What is more, the people in the area didn’t understand it either. Just look at their reaction in v 33, ‘Those tending the pigs ran off, went into the town and reported all this, including what had happened to the demon-possessed men. Then the whole town went out to meet Jesus. And when they saw him, they pleaded with him to leave their region.’ They had heard what had happened to the two demon possessed men, something you would have thought they would have thanked Jesus for. But no, they are more concerned with the pigs than people. In fact the common reaction of many non-Christians on reading this story is, ‘It is a bit unfair on the pigs isn’t it?’ What is the concern of the townsfolk? It is their economic prosperity, you can’t have a man like Jesus running around he might upset their whole way of living and that is intolerable, even though lives are cleaned up in a way that is unprecedented.

And so we are back to where we started- people are divided around Jesus.
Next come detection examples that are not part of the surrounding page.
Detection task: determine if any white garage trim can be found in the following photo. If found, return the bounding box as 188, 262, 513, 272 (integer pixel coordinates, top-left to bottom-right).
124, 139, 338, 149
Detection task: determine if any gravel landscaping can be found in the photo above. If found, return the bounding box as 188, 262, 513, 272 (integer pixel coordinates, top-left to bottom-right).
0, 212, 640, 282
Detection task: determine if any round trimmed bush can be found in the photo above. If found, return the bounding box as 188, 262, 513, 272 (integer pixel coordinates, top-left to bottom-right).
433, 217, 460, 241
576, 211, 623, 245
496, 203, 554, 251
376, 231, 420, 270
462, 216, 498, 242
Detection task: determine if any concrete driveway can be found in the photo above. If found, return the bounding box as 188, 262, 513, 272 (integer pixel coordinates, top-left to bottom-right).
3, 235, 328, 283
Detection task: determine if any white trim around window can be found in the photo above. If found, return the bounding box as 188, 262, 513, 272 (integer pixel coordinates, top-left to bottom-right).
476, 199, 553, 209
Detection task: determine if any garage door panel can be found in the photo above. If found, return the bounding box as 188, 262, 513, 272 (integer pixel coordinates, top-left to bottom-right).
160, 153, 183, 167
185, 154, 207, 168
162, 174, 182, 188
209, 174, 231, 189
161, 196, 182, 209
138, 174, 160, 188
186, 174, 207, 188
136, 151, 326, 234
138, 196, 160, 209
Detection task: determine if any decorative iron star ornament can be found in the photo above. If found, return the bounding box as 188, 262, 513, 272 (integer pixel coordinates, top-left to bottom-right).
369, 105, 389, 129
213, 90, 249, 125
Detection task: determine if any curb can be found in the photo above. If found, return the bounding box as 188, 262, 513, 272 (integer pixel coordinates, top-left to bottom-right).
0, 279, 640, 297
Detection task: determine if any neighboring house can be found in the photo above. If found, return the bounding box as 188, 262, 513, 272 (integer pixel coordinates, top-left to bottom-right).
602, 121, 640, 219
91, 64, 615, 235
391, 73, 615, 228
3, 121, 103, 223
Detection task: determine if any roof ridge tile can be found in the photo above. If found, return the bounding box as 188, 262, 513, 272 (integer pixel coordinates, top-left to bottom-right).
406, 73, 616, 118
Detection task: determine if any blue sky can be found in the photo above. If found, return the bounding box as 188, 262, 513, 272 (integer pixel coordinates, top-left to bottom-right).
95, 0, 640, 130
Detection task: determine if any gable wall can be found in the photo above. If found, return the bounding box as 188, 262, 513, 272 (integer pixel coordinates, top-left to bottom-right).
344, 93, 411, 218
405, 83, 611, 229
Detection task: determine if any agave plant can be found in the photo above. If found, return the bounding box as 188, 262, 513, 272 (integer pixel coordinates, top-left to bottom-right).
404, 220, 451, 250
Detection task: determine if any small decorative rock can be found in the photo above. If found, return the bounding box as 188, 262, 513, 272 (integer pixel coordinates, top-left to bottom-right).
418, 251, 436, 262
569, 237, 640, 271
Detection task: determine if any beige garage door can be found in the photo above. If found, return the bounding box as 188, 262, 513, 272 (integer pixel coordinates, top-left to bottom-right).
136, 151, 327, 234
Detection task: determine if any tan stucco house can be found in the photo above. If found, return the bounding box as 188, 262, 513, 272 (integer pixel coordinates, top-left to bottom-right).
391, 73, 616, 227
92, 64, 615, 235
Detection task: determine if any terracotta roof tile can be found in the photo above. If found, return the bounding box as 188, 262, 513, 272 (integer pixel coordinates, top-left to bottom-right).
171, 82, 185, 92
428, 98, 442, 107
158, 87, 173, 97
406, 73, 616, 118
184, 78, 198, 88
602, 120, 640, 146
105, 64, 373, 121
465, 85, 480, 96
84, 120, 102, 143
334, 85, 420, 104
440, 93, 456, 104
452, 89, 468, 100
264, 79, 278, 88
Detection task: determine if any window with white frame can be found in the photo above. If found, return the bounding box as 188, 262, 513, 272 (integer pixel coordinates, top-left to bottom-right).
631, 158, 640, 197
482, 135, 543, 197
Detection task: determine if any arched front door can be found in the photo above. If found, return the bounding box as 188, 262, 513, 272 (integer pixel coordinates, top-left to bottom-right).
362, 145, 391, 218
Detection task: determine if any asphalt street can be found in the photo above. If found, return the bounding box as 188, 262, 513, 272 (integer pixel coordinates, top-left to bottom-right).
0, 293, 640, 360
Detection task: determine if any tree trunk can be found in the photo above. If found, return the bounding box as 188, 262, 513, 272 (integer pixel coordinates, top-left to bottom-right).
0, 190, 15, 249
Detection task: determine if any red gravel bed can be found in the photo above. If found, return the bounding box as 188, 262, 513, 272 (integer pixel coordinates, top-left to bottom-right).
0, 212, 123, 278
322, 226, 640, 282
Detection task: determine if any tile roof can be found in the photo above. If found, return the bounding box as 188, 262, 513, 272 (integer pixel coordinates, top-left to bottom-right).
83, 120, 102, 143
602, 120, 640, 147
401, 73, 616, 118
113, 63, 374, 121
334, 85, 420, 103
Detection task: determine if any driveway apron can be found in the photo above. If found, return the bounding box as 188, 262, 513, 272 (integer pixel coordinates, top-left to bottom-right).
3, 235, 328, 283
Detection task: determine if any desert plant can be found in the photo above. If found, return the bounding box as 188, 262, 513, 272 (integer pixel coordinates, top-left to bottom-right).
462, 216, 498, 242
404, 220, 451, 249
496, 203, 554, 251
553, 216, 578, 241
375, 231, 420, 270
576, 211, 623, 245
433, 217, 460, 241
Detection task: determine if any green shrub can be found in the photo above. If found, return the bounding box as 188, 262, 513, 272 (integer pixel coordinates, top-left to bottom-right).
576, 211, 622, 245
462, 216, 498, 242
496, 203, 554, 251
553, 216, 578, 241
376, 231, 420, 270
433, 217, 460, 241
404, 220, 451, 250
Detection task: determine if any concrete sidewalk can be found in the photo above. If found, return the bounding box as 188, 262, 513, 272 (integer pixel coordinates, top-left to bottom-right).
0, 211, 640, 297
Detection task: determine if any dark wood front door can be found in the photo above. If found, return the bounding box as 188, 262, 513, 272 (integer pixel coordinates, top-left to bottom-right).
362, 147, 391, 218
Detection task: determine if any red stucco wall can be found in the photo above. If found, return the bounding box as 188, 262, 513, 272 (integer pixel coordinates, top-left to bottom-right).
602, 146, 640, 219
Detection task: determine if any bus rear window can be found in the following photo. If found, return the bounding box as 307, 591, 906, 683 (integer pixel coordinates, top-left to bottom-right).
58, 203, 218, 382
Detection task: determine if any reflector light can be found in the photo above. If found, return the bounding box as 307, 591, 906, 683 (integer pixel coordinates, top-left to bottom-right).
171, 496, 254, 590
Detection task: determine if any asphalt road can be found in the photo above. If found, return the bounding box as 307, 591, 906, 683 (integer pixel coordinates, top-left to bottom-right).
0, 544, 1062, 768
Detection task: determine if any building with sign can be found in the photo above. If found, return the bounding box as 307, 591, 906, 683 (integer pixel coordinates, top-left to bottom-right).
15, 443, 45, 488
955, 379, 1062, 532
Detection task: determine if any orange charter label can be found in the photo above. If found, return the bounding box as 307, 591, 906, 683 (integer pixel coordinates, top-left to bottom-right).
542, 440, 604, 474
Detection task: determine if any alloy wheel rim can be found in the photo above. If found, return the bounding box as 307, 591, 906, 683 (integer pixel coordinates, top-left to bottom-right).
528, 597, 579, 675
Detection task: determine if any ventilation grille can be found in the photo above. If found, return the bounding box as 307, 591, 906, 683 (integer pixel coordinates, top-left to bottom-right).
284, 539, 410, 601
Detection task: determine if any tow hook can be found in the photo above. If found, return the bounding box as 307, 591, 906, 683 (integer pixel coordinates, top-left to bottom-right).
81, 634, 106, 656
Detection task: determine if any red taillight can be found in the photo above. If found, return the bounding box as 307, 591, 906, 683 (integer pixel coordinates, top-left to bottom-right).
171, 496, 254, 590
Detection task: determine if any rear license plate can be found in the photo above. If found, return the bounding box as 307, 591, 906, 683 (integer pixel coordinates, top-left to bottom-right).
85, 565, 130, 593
But when we begin to see just who he is- the Son of God, the mighty Son of Man of Daniel 7 and the Suffering Servant of Isaiah 53 -the God who doesn’t remain distant from the world and uncaring about the plight of people but who steps right into the darkness, who subdues the chaos enabling people to regain their lost souls and be put in their right minds who, in a word comes to save- then you can’t ignore him. You can’t shrug him off as an interesting chap who had one or two insights into life. No, not if he is God.
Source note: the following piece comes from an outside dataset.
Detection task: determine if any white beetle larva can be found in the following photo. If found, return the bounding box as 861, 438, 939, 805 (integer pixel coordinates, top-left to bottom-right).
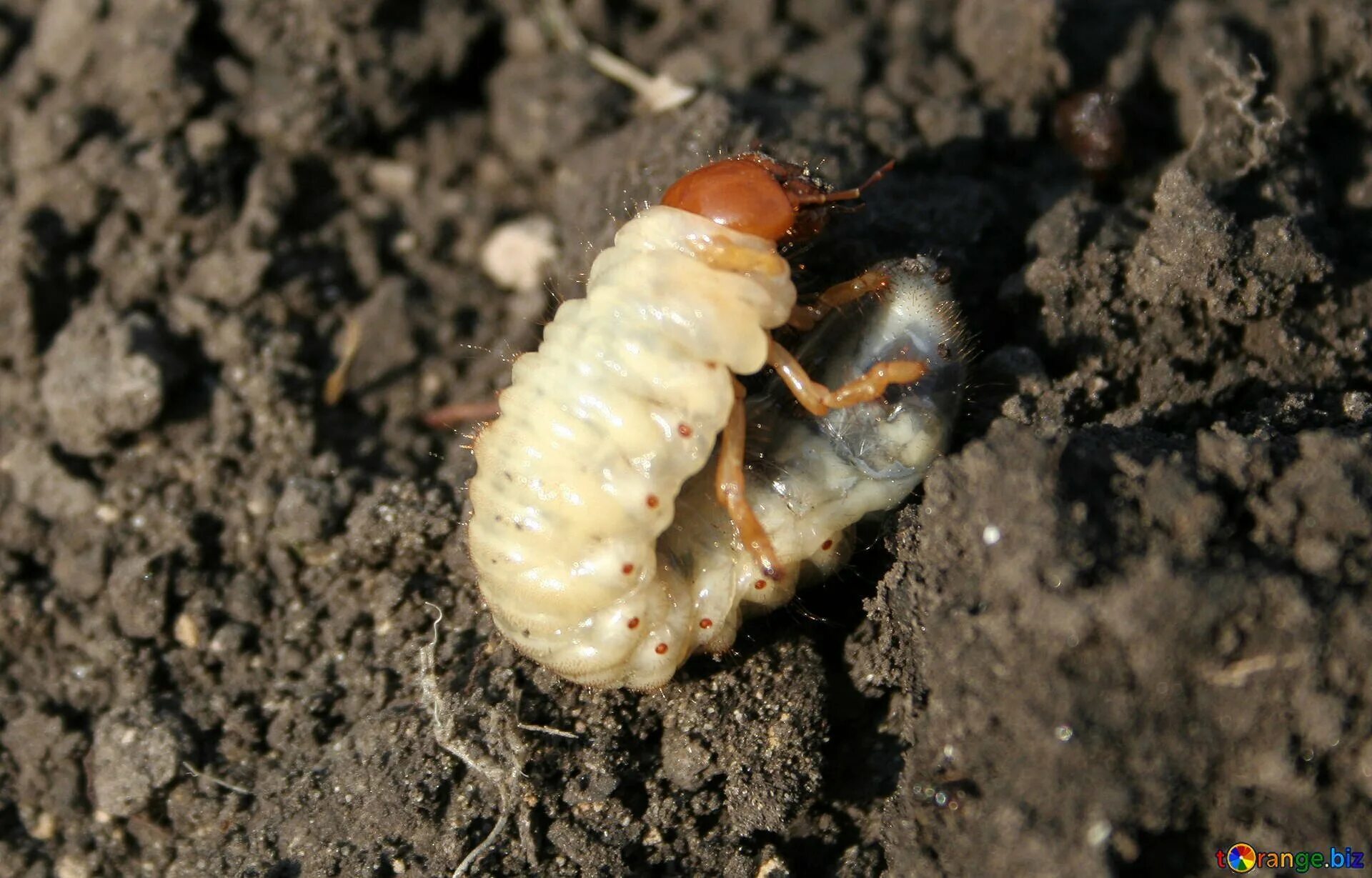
657, 258, 966, 653
468, 155, 950, 689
I guess to some extent Havelock Ellis was right. When faced with the outrageous claims of Jesus, what do you do with someone like that who claims to be God and starts acting like God? Well, if he is just a man then locking him up for his own safety let alone the safety of others would be the obvious course of action- the kindest thing to do. But if Jesus is who he claimed to be and showed himself to be, then the most sane and measured response is that of Dostoevsky-: ‘Nothing is more beautiful, profound, sympathetic, reasonable, manly and more perfect than Christ’- of course not-if he is God on earth as a man. Then it makes perfect sense to follow him wherever he may lead you, because you can trust him for he died for you to free you so you can live a life of loving obedience to him who will be with you in life’s storm and will firmly guide you from this world to the next.